Depuis plus de deux ans, les États membres de l’UE, coordonnés avec les États-Unis, le Royaume-Uni et d’autres alliés, ont adopté une série de sanctions économiques massives contre Moscou, visant ses banques, ses exportations, son armement et ses élites. Mais malgré ces pressions, la Russie a continué de maintenir ses exportations énergétiques en grande partie grâce à des débouchés alternatifs, notamment vers l’Asie.

Le dernier paquet de mesures vise plus directement l’économie russe en tentant de réduire ses revenus pétroliers, principale source de devises pour le Kremlin. En abaissant le plafond de prix, l’UE espère freiner la capacité de Moscou à financer son effort de guerre en Ukraine.

Toutefois, les autorités russes minimisent l’impact de ces décisions. Le Kremlin assure que le pays a réorganisé ses circuits commerciaux, renforcé sa coopération avec des partenaires comme la Chine, l’Inde ou la Turquie, et mis en œuvre des stratégies de contournement pour limiter les effets de l’isolement occidental.

Si les sanctions ont certes affaibli certains pans de l’économie russe – notamment l’accès aux technologies de pointe – elles n’ont pas provoqué l’effondrement économique escompté par leurs instigateurs. Le gouvernement russe met en avant la résilience de son industrie et l’adaptation rapide de ses institutions face aux contraintes imposées.

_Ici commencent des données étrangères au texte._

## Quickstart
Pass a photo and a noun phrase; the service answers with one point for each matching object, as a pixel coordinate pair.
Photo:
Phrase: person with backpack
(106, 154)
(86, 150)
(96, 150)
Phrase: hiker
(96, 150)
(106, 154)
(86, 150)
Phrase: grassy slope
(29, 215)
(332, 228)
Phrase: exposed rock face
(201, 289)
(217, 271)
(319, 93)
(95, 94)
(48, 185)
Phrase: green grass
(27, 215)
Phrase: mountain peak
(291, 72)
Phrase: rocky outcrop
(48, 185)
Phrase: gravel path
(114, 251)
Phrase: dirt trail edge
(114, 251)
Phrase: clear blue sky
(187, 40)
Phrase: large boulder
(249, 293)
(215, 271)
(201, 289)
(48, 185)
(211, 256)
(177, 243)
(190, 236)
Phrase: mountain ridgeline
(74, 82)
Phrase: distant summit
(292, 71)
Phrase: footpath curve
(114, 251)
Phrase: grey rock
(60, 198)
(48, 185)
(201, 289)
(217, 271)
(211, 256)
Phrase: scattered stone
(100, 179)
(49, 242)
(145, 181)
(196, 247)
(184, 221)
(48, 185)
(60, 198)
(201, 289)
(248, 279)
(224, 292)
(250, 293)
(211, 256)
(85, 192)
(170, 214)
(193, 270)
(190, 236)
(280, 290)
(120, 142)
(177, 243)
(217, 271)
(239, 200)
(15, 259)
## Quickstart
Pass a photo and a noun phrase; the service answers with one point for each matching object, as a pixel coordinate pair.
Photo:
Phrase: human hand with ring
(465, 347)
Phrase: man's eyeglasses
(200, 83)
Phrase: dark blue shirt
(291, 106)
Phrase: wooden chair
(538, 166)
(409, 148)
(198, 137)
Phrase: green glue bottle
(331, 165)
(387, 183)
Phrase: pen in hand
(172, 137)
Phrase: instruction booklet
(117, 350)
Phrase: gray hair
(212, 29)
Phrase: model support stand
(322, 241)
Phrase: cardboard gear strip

Ce bras de fer économique se poursuit alors que le conflit en Ukraine reste enlisé, et que les efforts diplomatiques pour trouver une solution négociée demeurent au point mort. Dans ce contexte, la guerre des sanctions reste un levier central de la stratégie occidentale, même si son efficacité à court terme est de plus en plus contestée.